Implements at the site include the knife, a carved walking staff, pieces of leather clothing, including fur-lined mittens or moccasins, and what appears to be a throwing stick used to increase the velocity and range of a hunting spear.

Although the flesh, muscles and organs of only the lower portion of the hunter's torso were preserved by the centuries of cold, it is unusual to find ancient human remains with any soft tissue intact.

So Canada's "Long Ago Person" is being compared to the famous 5,000-year-old "ice man" discovered in 1991 in the Italian Alps, as well as to more recent finds of flash-frozen ancient humans in Peru and Siberia.

Yet Canadian scientists involved seem rather reluctant to discuss it. Partly, it appears, they simply do not want to exaggerate claims before starting scientific analysis and procedures to date the tissue and artifacts.

But the reticence of scientists also reflects concern for the sensitivities of Indians in the region, who have taken a proprietary view of the corpse, even though it may not belong to direct ancestors

The melting blue-ice face of the Tatshenshini-Alsek glacier yielded the remains on Aug. 14 to a trio of modern-day hunters, schoolteachers from British Columbia, who were slogging through the rugged ice fields 4,921 feet above sea level.

"I saw a stick where there should have been no stick, realized it had native markings. Then, on the edge of the glacier, I saw a tattered human torso," said Warren Ward, 52, of Nelson, British Columbia.

The discovery site lies within a provincial park in an ice-locked area recognized as "traditional territory" of Yukon's Champagne-Aishihik tribal band, who number 1,129 individuals.

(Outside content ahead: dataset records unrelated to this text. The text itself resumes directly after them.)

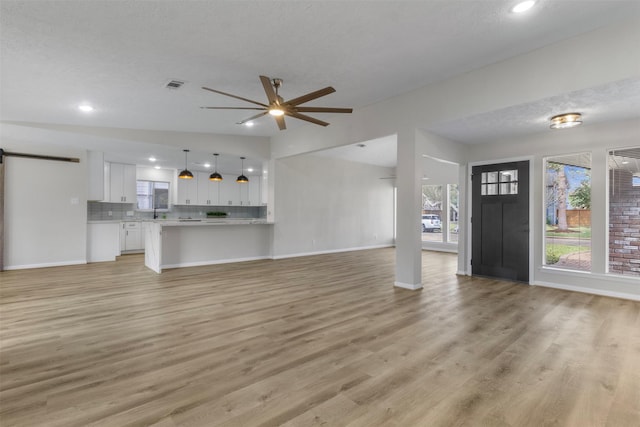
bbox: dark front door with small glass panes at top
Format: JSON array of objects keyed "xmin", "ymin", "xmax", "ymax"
[{"xmin": 471, "ymin": 161, "xmax": 529, "ymax": 282}]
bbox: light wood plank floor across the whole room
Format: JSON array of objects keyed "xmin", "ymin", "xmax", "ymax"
[{"xmin": 0, "ymin": 249, "xmax": 640, "ymax": 427}]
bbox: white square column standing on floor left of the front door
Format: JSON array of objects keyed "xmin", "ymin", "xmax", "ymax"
[{"xmin": 395, "ymin": 131, "xmax": 422, "ymax": 289}]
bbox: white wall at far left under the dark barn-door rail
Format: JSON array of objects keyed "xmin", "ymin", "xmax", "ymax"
[{"xmin": 2, "ymin": 140, "xmax": 87, "ymax": 270}]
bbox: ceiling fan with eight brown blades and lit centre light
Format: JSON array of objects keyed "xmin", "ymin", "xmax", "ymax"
[{"xmin": 200, "ymin": 76, "xmax": 353, "ymax": 130}]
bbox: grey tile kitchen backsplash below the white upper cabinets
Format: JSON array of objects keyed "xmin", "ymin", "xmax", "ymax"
[{"xmin": 87, "ymin": 202, "xmax": 267, "ymax": 221}]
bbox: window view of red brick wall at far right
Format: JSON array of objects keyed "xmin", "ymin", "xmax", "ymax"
[{"xmin": 609, "ymin": 147, "xmax": 640, "ymax": 276}]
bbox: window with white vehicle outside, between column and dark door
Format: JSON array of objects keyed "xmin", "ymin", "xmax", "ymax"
[{"xmin": 422, "ymin": 184, "xmax": 458, "ymax": 243}]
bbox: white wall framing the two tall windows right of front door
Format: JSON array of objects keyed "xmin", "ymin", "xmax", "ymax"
[{"xmin": 467, "ymin": 119, "xmax": 640, "ymax": 299}]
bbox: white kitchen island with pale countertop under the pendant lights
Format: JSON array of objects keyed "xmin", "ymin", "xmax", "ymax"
[{"xmin": 144, "ymin": 219, "xmax": 273, "ymax": 273}]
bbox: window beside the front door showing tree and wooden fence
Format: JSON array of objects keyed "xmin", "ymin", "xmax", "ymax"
[{"xmin": 545, "ymin": 153, "xmax": 591, "ymax": 271}]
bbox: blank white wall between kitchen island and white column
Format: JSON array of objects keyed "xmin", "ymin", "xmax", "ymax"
[{"xmin": 274, "ymin": 155, "xmax": 394, "ymax": 257}]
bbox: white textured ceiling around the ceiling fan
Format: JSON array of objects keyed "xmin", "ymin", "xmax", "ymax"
[{"xmin": 0, "ymin": 0, "xmax": 640, "ymax": 168}]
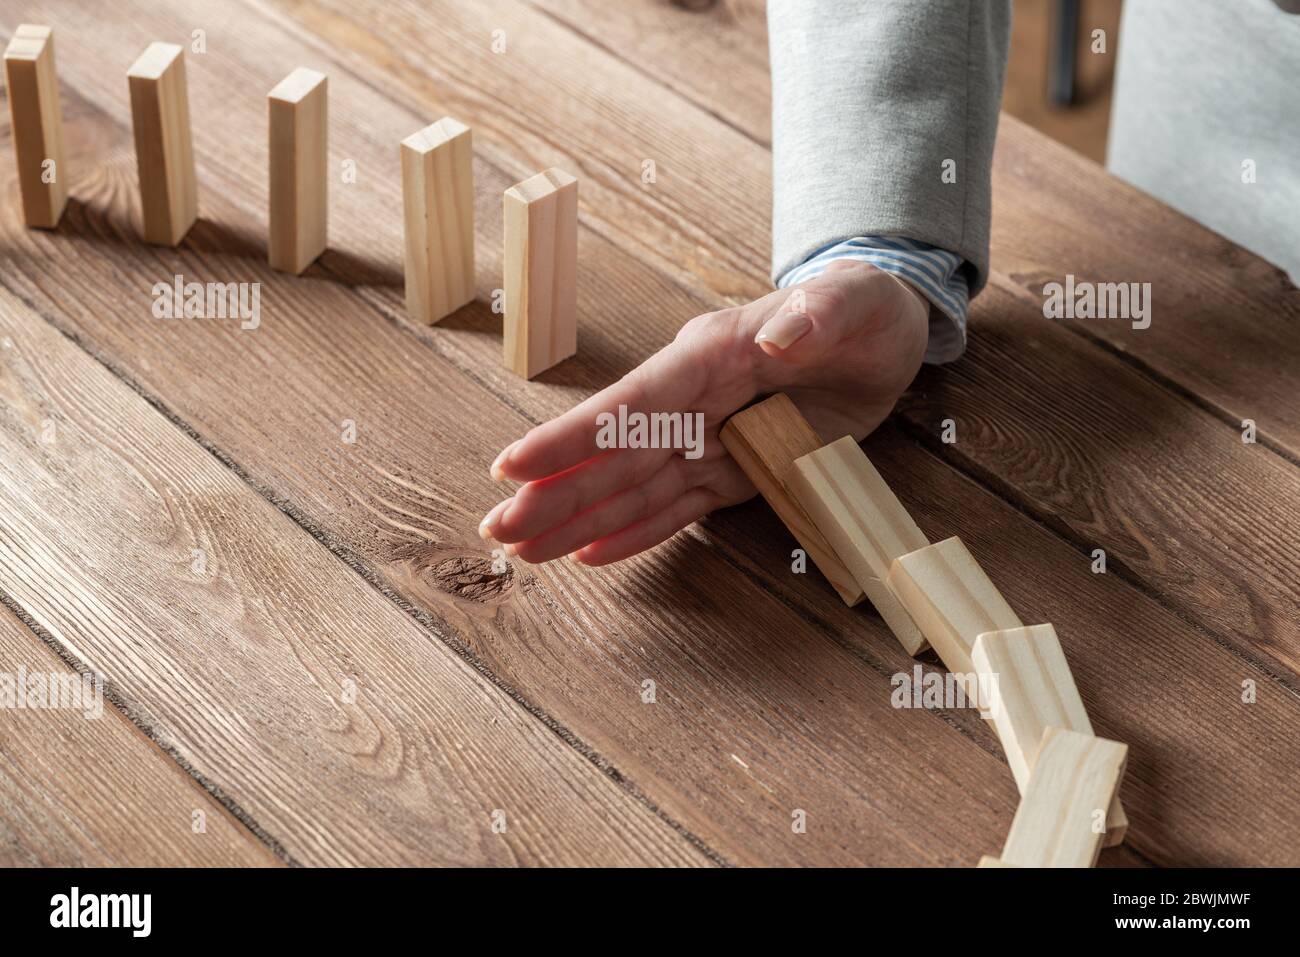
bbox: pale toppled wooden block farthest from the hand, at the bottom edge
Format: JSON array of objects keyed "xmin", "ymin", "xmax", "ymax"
[{"xmin": 1002, "ymin": 728, "xmax": 1128, "ymax": 867}]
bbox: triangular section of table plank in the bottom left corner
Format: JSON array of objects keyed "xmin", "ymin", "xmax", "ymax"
[{"xmin": 0, "ymin": 606, "xmax": 277, "ymax": 867}]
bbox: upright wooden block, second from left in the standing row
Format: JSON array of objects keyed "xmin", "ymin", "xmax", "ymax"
[{"xmin": 126, "ymin": 43, "xmax": 199, "ymax": 246}]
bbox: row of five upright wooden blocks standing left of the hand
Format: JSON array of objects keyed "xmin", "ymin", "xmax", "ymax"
[{"xmin": 4, "ymin": 23, "xmax": 577, "ymax": 378}]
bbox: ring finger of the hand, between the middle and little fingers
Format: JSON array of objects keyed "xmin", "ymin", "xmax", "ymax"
[{"xmin": 506, "ymin": 456, "xmax": 690, "ymax": 564}]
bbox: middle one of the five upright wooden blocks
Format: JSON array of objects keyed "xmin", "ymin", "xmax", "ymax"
[{"xmin": 267, "ymin": 66, "xmax": 329, "ymax": 276}]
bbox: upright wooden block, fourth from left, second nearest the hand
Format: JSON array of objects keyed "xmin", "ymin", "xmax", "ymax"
[{"xmin": 402, "ymin": 117, "xmax": 475, "ymax": 325}]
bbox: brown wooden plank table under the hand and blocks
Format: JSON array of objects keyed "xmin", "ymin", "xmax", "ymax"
[{"xmin": 0, "ymin": 0, "xmax": 1300, "ymax": 866}]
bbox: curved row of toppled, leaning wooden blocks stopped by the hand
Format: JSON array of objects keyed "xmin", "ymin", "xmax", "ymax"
[{"xmin": 722, "ymin": 394, "xmax": 1128, "ymax": 867}]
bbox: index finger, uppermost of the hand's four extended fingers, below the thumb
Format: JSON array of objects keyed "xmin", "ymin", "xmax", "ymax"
[{"xmin": 491, "ymin": 345, "xmax": 701, "ymax": 482}]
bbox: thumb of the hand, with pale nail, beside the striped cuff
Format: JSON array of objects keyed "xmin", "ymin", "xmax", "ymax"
[{"xmin": 754, "ymin": 260, "xmax": 928, "ymax": 364}]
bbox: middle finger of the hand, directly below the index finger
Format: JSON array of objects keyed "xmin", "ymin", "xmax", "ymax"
[{"xmin": 480, "ymin": 449, "xmax": 673, "ymax": 544}]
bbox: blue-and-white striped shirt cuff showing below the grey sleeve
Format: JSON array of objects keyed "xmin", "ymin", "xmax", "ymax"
[{"xmin": 776, "ymin": 235, "xmax": 970, "ymax": 364}]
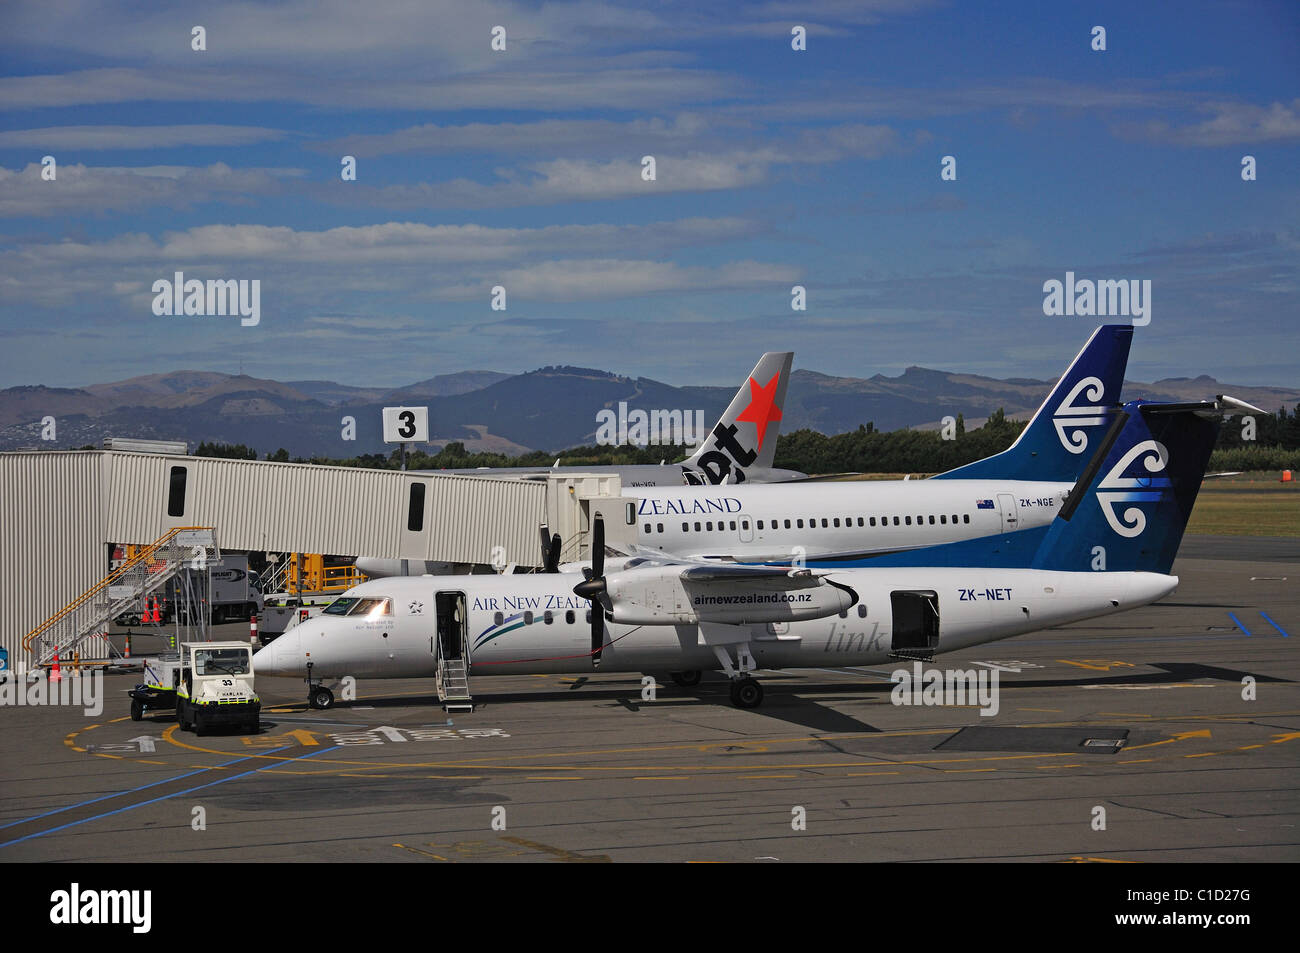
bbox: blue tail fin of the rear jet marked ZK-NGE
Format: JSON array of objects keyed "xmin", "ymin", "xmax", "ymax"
[{"xmin": 933, "ymin": 324, "xmax": 1134, "ymax": 482}]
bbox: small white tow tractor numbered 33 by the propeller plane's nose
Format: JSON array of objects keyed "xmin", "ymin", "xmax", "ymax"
[{"xmin": 129, "ymin": 642, "xmax": 261, "ymax": 735}]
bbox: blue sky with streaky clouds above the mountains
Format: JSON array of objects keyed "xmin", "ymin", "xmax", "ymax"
[{"xmin": 0, "ymin": 0, "xmax": 1300, "ymax": 387}]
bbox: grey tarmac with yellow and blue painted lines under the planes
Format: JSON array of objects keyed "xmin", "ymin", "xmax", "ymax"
[{"xmin": 0, "ymin": 537, "xmax": 1300, "ymax": 863}]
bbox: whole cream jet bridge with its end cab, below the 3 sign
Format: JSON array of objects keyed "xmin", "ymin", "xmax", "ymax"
[{"xmin": 0, "ymin": 450, "xmax": 634, "ymax": 670}]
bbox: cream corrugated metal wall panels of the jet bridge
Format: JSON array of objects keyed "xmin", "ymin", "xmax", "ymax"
[{"xmin": 0, "ymin": 451, "xmax": 546, "ymax": 663}]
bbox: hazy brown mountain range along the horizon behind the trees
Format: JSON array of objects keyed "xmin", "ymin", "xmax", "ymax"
[{"xmin": 0, "ymin": 367, "xmax": 1300, "ymax": 458}]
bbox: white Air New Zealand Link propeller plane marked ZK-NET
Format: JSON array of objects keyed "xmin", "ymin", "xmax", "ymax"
[{"xmin": 254, "ymin": 387, "xmax": 1222, "ymax": 707}]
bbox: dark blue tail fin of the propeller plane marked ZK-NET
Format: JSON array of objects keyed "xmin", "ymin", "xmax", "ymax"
[{"xmin": 1034, "ymin": 400, "xmax": 1221, "ymax": 573}]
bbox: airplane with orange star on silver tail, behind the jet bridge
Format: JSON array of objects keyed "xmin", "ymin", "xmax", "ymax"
[{"xmin": 356, "ymin": 351, "xmax": 807, "ymax": 579}]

Band leaders journeyed to the site along with archaeologists and other scientists, and uttered traditional prayers over the hunter's headless remains before the body was delicately prized from the ground and transported to Whitehorse for safekeeping. Swift action was necessary because the flesh was starting to decompose. Scavenging animals also posed a risk.

Although the band wants the body to receive respectful burial in a traditional ceremony -- and reserves a "native right" to ensure that scientific tests are conducted with dignity -- leaders say they do not want to block research.

"This person will have much to tell us, to help us understand our past, and the history of our homeland," said Bob Charlie, chief of the band.

The band's cooperative stance has encouraged scientists who were made anxious by a 1996 controversy in which Indians blocked attempts to analyze a skeleton found near Kennewick, Wash., and thought to be 9,000 years old, long before the ancestors of the modern Indians arrived in the area. Indian activists insisted the remains were sacred and that tests by scientists represented an affront by an alien culture.

In Canada, it will be months and perhaps years before scientists can answer questions about who the mysterious hunter might have been and when he died, which should be narrowed down to within a century or less.

"The remains could be several thousand years old, but it's way too soon to pin down," said Al Mackie, a government archaeologist who was among the first scientists to the site. "Obviously, we're very excited."

None of the material used in the hunter's clothing or tools hints of any influence from European visitors, so archaeologists are confident the remains are at least several centuries old. Knowledge of the region's prehistory suggests it is unlikely that the remains go back further than 10,000 years.

Beyond that, there is no way to pin down a date until tests are done, and scientists have yet to agree with tribal elders on what sorts of analysis can be completed. DNA testing, pollen analysis and carbon dating are the most probable possibilities.